4. “All we need to do is cut a few costs.” If you’re like me and your background is in operations, it’s natural to focus on increasing productivity and minimizing costs. Often it’s impossible to save your way to profitability, though, and sometimes making cuts – especially in marketing and sales – makes it even harder. Sometimes Randolph Duke is right: The answer is to, “Sell, sell!”

5. “At least my customers are loyal.” Loyalty is hard to earn and easy to lose. Take my local bike shop; I’m so loyal I could often pay less online but I don’t because I would feel guilty.

But say I want to buy a bike they sell for $4,000. Would I buy the bike elsewhere for $3,900? No. $3,800? Probably not. $3,500? Absolutely. Customer loyalty is primarily based on customer self interest (as it should be.) If your prices are higher your service can outweigh those price differences, but only to a point.
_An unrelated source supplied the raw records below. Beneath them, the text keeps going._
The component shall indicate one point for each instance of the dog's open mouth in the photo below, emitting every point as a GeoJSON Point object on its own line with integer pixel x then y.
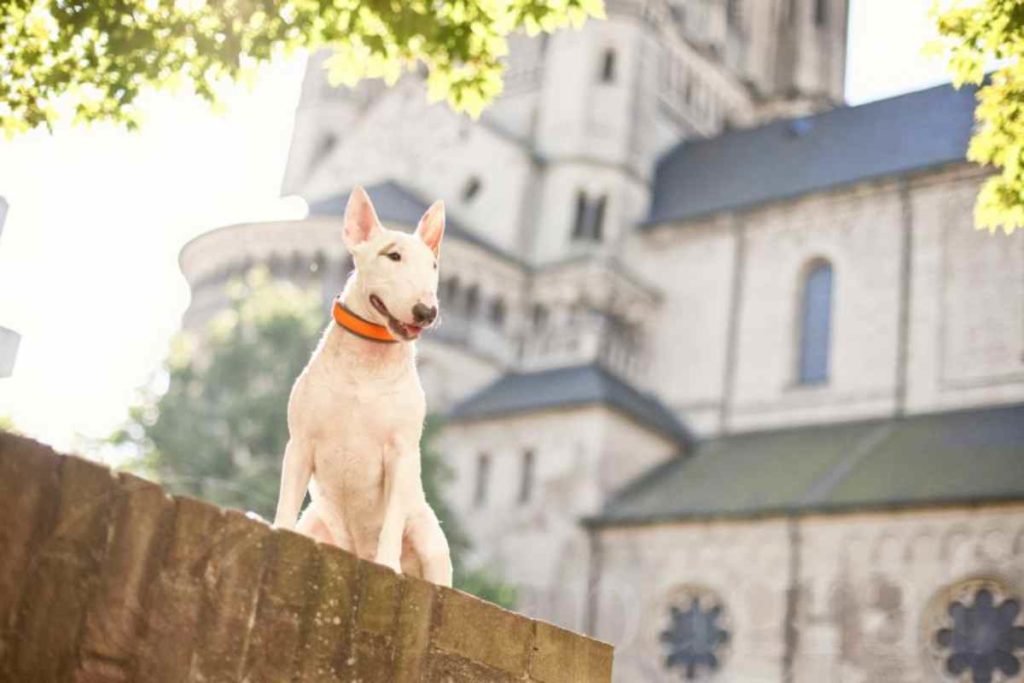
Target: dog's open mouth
{"type": "Point", "coordinates": [401, 330]}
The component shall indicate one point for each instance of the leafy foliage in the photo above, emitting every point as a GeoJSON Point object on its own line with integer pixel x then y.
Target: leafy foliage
{"type": "Point", "coordinates": [219, 430]}
{"type": "Point", "coordinates": [90, 60]}
{"type": "Point", "coordinates": [975, 34]}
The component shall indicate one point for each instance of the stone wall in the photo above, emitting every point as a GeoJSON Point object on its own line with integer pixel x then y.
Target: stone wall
{"type": "Point", "coordinates": [105, 578]}
{"type": "Point", "coordinates": [910, 275]}
{"type": "Point", "coordinates": [825, 598]}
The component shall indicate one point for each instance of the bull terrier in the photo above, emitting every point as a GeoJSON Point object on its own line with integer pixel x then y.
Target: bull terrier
{"type": "Point", "coordinates": [355, 412]}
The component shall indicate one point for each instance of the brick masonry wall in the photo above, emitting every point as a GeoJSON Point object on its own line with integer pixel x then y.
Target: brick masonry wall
{"type": "Point", "coordinates": [104, 578]}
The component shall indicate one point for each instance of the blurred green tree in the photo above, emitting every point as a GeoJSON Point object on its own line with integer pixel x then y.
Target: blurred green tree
{"type": "Point", "coordinates": [219, 430]}
{"type": "Point", "coordinates": [90, 60]}
{"type": "Point", "coordinates": [974, 35]}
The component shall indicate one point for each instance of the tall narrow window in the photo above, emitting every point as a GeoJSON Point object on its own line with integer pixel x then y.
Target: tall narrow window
{"type": "Point", "coordinates": [482, 477]}
{"type": "Point", "coordinates": [589, 220]}
{"type": "Point", "coordinates": [526, 477]}
{"type": "Point", "coordinates": [472, 300]}
{"type": "Point", "coordinates": [597, 218]}
{"type": "Point", "coordinates": [608, 67]}
{"type": "Point", "coordinates": [497, 313]}
{"type": "Point", "coordinates": [540, 316]}
{"type": "Point", "coordinates": [471, 189]}
{"type": "Point", "coordinates": [815, 325]}
{"type": "Point", "coordinates": [580, 221]}
{"type": "Point", "coordinates": [732, 9]}
{"type": "Point", "coordinates": [820, 12]}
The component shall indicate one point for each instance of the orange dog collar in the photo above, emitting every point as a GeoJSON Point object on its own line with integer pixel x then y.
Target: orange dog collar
{"type": "Point", "coordinates": [359, 327]}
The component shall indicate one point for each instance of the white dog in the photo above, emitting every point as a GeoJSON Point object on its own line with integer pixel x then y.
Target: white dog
{"type": "Point", "coordinates": [355, 414]}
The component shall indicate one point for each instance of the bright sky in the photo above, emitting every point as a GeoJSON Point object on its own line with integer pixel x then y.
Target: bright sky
{"type": "Point", "coordinates": [88, 256]}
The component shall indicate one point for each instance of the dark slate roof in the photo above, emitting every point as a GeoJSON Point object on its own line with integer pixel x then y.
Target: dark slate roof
{"type": "Point", "coordinates": [397, 204]}
{"type": "Point", "coordinates": [567, 387]}
{"type": "Point", "coordinates": [786, 159]}
{"type": "Point", "coordinates": [962, 458]}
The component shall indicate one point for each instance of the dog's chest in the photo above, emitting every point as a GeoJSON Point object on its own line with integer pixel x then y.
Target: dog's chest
{"type": "Point", "coordinates": [355, 418]}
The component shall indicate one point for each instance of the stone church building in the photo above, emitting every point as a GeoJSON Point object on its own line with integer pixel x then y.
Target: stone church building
{"type": "Point", "coordinates": [730, 381]}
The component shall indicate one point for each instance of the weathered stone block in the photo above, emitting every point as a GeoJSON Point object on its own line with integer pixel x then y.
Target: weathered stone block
{"type": "Point", "coordinates": [413, 633]}
{"type": "Point", "coordinates": [115, 582]}
{"type": "Point", "coordinates": [330, 616]}
{"type": "Point", "coordinates": [28, 480]}
{"type": "Point", "coordinates": [482, 632]}
{"type": "Point", "coordinates": [450, 668]}
{"type": "Point", "coordinates": [172, 604]}
{"type": "Point", "coordinates": [60, 585]}
{"type": "Point", "coordinates": [377, 611]}
{"type": "Point", "coordinates": [276, 632]}
{"type": "Point", "coordinates": [115, 612]}
{"type": "Point", "coordinates": [562, 656]}
{"type": "Point", "coordinates": [231, 585]}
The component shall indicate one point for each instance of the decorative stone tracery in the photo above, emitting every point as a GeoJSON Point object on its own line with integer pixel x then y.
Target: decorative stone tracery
{"type": "Point", "coordinates": [697, 635]}
{"type": "Point", "coordinates": [975, 632]}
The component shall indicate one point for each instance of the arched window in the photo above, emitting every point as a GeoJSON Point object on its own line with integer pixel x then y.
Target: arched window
{"type": "Point", "coordinates": [608, 67]}
{"type": "Point", "coordinates": [471, 189]}
{"type": "Point", "coordinates": [482, 476]}
{"type": "Point", "coordinates": [732, 12]}
{"type": "Point", "coordinates": [540, 316]}
{"type": "Point", "coordinates": [820, 12]}
{"type": "Point", "coordinates": [580, 221]}
{"type": "Point", "coordinates": [588, 223]}
{"type": "Point", "coordinates": [472, 302]}
{"type": "Point", "coordinates": [815, 324]}
{"type": "Point", "coordinates": [526, 477]}
{"type": "Point", "coordinates": [497, 313]}
{"type": "Point", "coordinates": [597, 220]}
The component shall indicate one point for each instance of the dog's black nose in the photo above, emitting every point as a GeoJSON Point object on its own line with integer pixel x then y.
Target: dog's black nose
{"type": "Point", "coordinates": [424, 314]}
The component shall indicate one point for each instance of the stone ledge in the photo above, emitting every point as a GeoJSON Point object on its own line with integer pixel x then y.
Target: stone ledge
{"type": "Point", "coordinates": [104, 578]}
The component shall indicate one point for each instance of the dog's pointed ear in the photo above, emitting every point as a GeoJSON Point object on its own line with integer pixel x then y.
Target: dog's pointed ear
{"type": "Point", "coordinates": [360, 218]}
{"type": "Point", "coordinates": [431, 227]}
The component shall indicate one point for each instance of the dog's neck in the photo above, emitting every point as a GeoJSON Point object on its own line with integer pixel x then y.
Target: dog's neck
{"type": "Point", "coordinates": [352, 350]}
If your prices are low and your service is terrible, self-interest may drive customers elsewhere.

Even as we speak your competitors are working hard to earn your customer’s loyalty away.

6. “I want us to be one big happy family.” While you can certainly try to create a friendly, caring, and supportive work environment, your business should never operate like a family. Just like customers, employees act from self-interest. When their interests no longer align with your business, they leave – as they should.

Always be friendly and caring, but never let trying to create a family atmosphere overshadow running a profitable, sustainable business. Without profits, no business “family” can stay together.

7. “I’m just one small cog….” True, but only to a point. All employees are important but you are more important if only because you have the greatest authority and therefore responsibility.

Ultimately the business is a reflection of you; fail to recognize that fact and you give up the responsibility that is naturally yours.

8. “I’ll just be patient and let word of mouth grow the business.” Word of mouth is relatively passive and largely outside your control. No matter how many incentives you create, most of your customers won’t become raving fans and spread the gospel of you to everyone they meet. Except in rare cases, the only way to grow a business is to actively market and sell.

Someday word of mouth and referrals may drive significant business, but until that happens, focus on hunting, not gathering.

9. “I should probably stay out of that.” Sometimes you can’t afford to let others struggle. Allowing employees to learn from their mistakes is fine, but sometimes you have to step in. Before you delegate a task, decide how far you’re willing to let an employee go. Then track their progress and take over when necessary. The employee can still benefit from an abbreviated experience as long as you keep them involved after you take back some of the control.

Learning experiences are great, but never at the expense of meaningful results.